The main drives for the teaching of cooking have come from the health sector, which believes this is a way forward to deliver healthy eating. Many celebrity chefs have linked to this, the most obvious being Jamie Oliver (others are Stephanie Alexander in Australia and Alice Waters in the USA). The majority of claims are not based on evidence and often seem to hinge around a lack of public health imagination. So we invest resources in programmes without a clear evidence base. What we need is to invest in research to develop a robust evidence base from existing activities.

There are many reasons to teach cooking to people, at its simplest this is a necessary citizenship skill which helps in many areas such as food choice and sociability, even if an individual decides not to cook. The evidence suggests that cooking has a role to play in extending diets by following the following principles:

  • Allows young people/adults to prepare, experiment, taste and try new foods in a safe environment.
  • Models of teaching which rely less on demonstration and more on involvement are more likely to be successful. Demonstration of a dish or meal preparation tends to suggest a proper way or look to a meal/dish.
  • Those which focus on meal preparation with vegetables as a key component or side dish are more likely to result in healthy eating.
  • Linking skills with confi dence is important.
  1. Chadwick, E. (1842) Report on the Sanitary Condition of the Labour Population and on the Means of its Improvement. London, May 1842.
  2. Symons, M. (1998) The Pudding that Took a Thousand Cooks: The story of cooking in civilisation and daily life. Penguin Books, Victoria Australia.
  3. Vileisis, A. (2008) Kitchen Literacy: How We Lost Knowledge of Where Food Comes from and Why we Need to Get It Back. Shearwater, Washington DC:.
  4. Stitt, S et al. (1997) ‘Schooling for capitalism: cooking and the national Curriculum’, in Köhler, B.M., Feichtinger, E., Barlösius, E. and Dowler, E. (eds,) Poverty and Food In Welfare Societies. WZB, Berlin, Berlin.

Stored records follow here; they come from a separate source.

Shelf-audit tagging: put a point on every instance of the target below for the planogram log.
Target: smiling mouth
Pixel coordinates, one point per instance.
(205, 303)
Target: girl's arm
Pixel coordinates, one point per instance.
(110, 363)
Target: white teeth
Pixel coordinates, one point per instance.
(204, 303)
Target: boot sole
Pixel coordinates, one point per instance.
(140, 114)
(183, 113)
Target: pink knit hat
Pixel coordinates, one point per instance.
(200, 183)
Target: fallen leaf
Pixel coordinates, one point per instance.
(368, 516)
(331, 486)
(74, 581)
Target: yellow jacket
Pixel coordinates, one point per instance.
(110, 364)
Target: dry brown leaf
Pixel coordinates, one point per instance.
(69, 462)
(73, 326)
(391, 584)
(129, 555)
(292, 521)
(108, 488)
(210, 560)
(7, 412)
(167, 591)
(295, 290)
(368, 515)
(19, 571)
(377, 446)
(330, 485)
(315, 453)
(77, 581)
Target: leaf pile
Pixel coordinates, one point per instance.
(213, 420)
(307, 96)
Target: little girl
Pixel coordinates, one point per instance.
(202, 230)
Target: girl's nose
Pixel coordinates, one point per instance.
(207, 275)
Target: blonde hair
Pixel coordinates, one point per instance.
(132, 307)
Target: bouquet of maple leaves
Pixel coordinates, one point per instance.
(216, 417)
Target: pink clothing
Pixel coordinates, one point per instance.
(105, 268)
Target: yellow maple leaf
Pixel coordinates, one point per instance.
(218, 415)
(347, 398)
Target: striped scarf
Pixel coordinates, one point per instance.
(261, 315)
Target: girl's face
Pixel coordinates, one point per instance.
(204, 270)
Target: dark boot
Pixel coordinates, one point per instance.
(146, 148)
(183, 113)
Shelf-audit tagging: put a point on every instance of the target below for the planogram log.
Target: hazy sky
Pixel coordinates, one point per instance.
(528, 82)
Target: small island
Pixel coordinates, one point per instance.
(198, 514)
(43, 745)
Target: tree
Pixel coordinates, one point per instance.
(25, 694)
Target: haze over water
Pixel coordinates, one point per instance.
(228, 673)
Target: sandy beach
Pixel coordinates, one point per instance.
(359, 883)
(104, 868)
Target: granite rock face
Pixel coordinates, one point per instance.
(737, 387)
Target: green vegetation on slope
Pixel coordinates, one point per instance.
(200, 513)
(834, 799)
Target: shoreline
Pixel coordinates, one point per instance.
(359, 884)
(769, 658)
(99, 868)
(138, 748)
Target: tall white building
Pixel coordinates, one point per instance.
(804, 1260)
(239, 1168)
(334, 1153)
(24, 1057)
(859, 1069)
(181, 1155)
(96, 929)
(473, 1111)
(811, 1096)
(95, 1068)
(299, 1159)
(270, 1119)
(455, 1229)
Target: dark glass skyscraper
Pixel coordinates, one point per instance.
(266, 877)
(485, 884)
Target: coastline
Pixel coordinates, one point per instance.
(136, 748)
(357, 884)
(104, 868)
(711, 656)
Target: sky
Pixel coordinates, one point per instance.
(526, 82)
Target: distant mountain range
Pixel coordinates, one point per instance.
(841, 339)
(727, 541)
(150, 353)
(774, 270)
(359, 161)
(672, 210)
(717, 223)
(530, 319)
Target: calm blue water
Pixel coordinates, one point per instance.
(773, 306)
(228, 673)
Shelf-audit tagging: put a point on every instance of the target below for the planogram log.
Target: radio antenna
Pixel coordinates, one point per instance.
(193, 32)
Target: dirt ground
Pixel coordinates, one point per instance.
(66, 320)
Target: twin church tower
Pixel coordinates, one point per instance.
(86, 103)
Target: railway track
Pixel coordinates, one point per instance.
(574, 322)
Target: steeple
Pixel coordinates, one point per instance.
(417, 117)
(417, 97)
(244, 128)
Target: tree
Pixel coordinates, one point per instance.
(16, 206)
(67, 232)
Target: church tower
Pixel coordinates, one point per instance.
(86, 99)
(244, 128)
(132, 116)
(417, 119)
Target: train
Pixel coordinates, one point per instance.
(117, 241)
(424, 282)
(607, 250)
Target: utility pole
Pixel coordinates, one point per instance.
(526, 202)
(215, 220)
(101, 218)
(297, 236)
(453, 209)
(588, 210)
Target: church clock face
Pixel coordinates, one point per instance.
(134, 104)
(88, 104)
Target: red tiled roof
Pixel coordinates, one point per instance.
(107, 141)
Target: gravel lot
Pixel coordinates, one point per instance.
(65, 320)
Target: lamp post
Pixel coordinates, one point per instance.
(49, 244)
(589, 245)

  5. Short, F. (2006) Kitchen secrets: The meaning of cooking in everyday life. Berg, London.
  6. Caraher M., et al (1999) The state of cooking in England: The relationship of cooking skills to food choice. British Food Journal, 101(8), 590–609.
  7. Chen, R. C.-Y., Lee, M. S., Chang, Y. H., & Wahlqvist, M. L. (2012). Cooking frequency may enhance survival in Taiwanese elderly. Public Health Nutrition, 15(7), 1142–1149.

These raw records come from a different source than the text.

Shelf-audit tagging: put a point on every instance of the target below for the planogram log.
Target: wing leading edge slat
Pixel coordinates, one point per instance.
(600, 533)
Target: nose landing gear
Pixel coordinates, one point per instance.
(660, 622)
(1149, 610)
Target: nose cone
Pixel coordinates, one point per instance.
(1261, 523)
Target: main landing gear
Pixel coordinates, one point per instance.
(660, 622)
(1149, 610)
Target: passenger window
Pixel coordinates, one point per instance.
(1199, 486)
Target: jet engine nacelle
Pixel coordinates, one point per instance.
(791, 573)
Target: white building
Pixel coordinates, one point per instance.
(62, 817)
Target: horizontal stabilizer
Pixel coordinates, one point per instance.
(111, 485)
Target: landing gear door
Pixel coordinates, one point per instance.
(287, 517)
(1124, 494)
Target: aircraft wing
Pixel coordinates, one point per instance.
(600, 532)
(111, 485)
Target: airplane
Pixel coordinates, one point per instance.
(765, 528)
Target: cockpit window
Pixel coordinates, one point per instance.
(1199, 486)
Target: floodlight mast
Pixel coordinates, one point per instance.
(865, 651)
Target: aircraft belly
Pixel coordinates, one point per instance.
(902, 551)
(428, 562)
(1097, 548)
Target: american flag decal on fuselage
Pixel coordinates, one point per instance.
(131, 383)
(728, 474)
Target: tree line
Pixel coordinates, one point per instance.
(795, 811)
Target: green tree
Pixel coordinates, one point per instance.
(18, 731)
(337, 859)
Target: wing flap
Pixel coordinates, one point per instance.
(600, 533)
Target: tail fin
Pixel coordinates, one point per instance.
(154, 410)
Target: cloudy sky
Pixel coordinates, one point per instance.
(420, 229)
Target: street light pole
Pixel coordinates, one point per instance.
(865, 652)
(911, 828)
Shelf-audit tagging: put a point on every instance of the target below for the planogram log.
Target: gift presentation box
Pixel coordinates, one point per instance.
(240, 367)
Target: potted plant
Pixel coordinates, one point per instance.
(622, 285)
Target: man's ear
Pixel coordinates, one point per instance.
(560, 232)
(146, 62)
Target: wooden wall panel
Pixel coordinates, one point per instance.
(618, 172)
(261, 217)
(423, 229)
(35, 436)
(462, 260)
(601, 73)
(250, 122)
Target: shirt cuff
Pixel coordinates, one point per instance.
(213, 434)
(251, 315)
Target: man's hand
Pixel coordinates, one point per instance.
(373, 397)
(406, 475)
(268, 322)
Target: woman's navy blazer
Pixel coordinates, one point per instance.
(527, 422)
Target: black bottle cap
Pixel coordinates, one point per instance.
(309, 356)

  8. Seeley, A., Wu, M. and Caraher, M. (2010) ‘Should we teach cooking in schools? A systematic review of the literature of school-based cooking interventions’, Journal of the Home Economics Institute of Australia, 17 (1), 10-19.
  9. Caraher, M., et al. (2013). When chefs adopt a school? An evaluation of a cooking intervention in English primary schools. Appetite, 111(4-5), 452-474. doi:10.1016/j. appet.2012.11.007
  10. Rees. R., et al. (2012) Communities that cook: a systematic review of the effectiveness and appropriateness of interventions to introduce adults to home cooking. EPPI Centre, Social Science, Research Unit, Institute of Education, University of London.